= Erika Timm =

German linguist

Erika Timm (born 1934) is a German linguist, the author of works that have made fundamental contributions to Yiddish historical linguistics and philology.

==Biography==
In 1985 she wrote her habilitation work in Trier University (Department of Germanistics, section of Yiddish studies). Currently she is a Professor Emeritus of Trier University. She was the first German scholar to be appointed to a chair of Yiddish studies. Her husband, Gustav Adolf Beckmann, a German philologist who specialized in Romance languages, was her collaborator on a number of books.

Studies written by Erika Timm mainly deal with phonetic, semantic and morphological aspects of Old Yiddish, comparison between Western and Eastern Yiddish and the relationship between Yiddish and German dialects. Her most important contribution to the domain, the book ‘Historische jiddische Semantik,’ on which she worked for about twenty years (published in 2005), focuses on the Yiddish translations of the Bible compiled between about 1400 and 1750. Timm demonstrates how the practice of translating the Bible in Jewish elementary schools (kheyder) during the earliest period of the emergence of the Yiddish language influenced the formation of its Germanic Component, that the influence of Judeo-French in this context is more important than thought, and that an important part of the original translation vocabulary is present in everyday Modern Eastern Yiddish.

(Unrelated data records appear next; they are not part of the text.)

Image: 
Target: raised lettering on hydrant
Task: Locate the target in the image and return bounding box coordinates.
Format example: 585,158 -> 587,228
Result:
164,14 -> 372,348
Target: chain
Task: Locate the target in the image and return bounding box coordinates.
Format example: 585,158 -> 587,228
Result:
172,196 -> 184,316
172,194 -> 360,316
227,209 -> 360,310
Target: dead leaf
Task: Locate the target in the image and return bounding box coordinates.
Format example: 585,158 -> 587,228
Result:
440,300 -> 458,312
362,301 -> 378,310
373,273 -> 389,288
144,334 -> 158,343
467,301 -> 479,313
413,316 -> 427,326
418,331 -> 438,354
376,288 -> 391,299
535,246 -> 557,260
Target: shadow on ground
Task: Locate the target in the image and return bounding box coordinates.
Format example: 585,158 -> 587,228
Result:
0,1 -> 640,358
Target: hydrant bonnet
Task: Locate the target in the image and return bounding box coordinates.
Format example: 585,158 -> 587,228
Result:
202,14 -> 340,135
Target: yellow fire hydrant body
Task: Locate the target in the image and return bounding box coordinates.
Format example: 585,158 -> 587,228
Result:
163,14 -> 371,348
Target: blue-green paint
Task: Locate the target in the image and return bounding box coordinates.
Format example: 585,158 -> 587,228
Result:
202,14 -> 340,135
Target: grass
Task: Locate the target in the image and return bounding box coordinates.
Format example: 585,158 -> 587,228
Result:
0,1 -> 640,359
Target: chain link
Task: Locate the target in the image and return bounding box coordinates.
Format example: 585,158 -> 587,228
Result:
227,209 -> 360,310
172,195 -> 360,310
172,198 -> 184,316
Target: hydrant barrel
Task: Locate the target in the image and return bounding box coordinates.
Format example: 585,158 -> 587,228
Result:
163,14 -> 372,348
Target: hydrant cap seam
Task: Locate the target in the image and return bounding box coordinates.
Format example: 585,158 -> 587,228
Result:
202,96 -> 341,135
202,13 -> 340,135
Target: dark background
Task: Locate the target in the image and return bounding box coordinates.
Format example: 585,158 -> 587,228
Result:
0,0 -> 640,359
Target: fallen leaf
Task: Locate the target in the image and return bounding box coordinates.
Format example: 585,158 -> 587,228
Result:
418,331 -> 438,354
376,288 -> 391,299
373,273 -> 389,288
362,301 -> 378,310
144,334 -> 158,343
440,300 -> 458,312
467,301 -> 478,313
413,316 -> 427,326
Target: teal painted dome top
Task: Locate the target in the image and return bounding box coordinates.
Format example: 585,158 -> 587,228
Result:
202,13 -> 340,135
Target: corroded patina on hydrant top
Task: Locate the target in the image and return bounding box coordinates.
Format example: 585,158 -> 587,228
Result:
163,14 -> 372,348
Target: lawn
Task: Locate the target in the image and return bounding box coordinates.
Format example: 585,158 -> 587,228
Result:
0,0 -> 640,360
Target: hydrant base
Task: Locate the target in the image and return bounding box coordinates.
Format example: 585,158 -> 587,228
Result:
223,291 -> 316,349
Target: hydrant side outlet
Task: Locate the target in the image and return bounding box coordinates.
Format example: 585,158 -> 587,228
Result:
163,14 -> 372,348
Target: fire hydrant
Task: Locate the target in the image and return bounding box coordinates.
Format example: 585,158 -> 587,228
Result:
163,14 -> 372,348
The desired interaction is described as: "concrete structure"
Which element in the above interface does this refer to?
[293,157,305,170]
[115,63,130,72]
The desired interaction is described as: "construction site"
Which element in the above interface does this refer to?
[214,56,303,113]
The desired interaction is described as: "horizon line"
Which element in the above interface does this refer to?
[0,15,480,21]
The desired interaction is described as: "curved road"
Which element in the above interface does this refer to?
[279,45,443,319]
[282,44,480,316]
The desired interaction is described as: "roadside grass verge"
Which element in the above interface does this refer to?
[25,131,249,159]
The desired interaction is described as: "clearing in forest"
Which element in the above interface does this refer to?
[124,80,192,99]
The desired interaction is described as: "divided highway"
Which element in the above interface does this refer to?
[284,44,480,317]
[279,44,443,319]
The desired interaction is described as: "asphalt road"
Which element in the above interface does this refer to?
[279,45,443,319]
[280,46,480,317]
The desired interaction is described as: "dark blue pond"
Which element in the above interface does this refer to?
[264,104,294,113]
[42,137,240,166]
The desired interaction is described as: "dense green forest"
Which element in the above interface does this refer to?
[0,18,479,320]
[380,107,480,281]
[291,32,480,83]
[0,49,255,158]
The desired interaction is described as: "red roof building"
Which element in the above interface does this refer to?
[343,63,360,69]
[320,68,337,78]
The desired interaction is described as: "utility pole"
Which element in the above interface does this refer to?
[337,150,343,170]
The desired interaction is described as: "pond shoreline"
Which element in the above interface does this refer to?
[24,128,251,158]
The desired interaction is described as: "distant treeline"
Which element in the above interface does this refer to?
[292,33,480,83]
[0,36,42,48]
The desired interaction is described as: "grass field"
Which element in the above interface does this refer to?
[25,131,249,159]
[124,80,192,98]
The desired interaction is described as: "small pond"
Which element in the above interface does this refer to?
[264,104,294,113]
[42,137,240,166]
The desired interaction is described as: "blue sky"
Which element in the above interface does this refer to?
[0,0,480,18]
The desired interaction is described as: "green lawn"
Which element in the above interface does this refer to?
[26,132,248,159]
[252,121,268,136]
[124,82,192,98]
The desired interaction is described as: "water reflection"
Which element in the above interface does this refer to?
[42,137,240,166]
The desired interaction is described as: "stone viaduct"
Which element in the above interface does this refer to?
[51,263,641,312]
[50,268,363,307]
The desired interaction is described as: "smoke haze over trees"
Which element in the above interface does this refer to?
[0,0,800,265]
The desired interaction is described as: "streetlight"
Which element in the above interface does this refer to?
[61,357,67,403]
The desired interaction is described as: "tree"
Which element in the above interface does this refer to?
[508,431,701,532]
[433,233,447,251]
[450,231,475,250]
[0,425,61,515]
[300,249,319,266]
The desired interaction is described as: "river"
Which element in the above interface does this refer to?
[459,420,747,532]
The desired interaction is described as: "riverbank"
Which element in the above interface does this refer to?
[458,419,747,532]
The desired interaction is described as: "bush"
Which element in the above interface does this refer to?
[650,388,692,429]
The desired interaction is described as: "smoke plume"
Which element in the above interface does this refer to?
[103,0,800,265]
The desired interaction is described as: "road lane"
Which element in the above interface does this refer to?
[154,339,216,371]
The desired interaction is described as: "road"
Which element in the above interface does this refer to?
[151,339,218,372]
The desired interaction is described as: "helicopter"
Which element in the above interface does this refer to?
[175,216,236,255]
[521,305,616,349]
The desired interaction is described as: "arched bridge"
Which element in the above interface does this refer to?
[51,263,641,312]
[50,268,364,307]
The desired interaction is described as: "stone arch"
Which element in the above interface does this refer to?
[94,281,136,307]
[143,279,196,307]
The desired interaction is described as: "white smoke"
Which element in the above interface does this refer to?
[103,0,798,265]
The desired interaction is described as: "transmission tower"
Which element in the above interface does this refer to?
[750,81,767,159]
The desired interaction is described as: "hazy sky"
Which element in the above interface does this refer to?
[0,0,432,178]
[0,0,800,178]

Erika Timm is also the scholarly editor of a number of Old Yiddish books and the author of several studies in the domain of German philology.

A Festschrift in her honor, Jiddische Philologie, was published in 1999 by de Gruyter.

==Main works==
- Beria und Simra. Eine jiddische Erzählung des 16. Jahrhunderts, Literaturwissenschaftliches Jahrbuch 14 (1973), pp. 1–94.
- Graphische und phonische Struktur des Westjiddischen unter besonderer Berücksichtigung der Zeit um 1600 (Hermaea 52). Tübingen: Niemeyer, 1987.
- Yiddish Literature in a Franconian Genizah. A Contribution to the Printing and Social History of the Seventeenth and Eighteenth Centuries. With the assistance of Hermann Süss, Jerusalem: Akademon Press, 1988.
- Paris un Wiene, Ein jiddischer Stanzenroman des 16. Jahrhunderts von (oder aus dem Umkreis von) Elia Levita. Eingeleitet, in Transkription herausgegeben und kommentiert von Erika Timm unter Mitarbeit von Gustav Adolf Beckmann, Tübingen: Max Niemeyer Verlag, 1996.
- Matronymika im aschkenasischen Kulturbereich. Ein Beitrag zur Mentalitäts- und Sozialgeschichte der europäischen Juden. Tübingen: Niemeyer, 1999.
- Frau Holle, Frau Percht und verwandte Gestalten. 160 Jahre nach Jacob Grimm aus germanistischer Sicht betrachtet. Stuttgart: Hirzel, 2003.
- Yiddish in Italia. Manoscritti e libri a stampa in yiddish dei secoli XV-XVII / Yidish in Italye. Yiddish Manuscripts and Printed Books from the 15th to the 17th Century. With Chava Turniansky, Milano: Associazione Italiana degli Amici dell'Università di Gerusalemme, 2003.
- Historische jiddische Semantik. Die Bibelübersetzungssprache als Faktor der Auseinanderentwicklung des jiddischen und des deutschen Wortschatzes. Tübingen: Niemeyer, 2005.
- Etymologische Studien zum Jiddischen. Zugleich ein Beitrag zur Problematik der jiddischen Südost- und Ostflanke (co-author: Gustav Adolf Beckmann). Hamburg: Buske, 2006.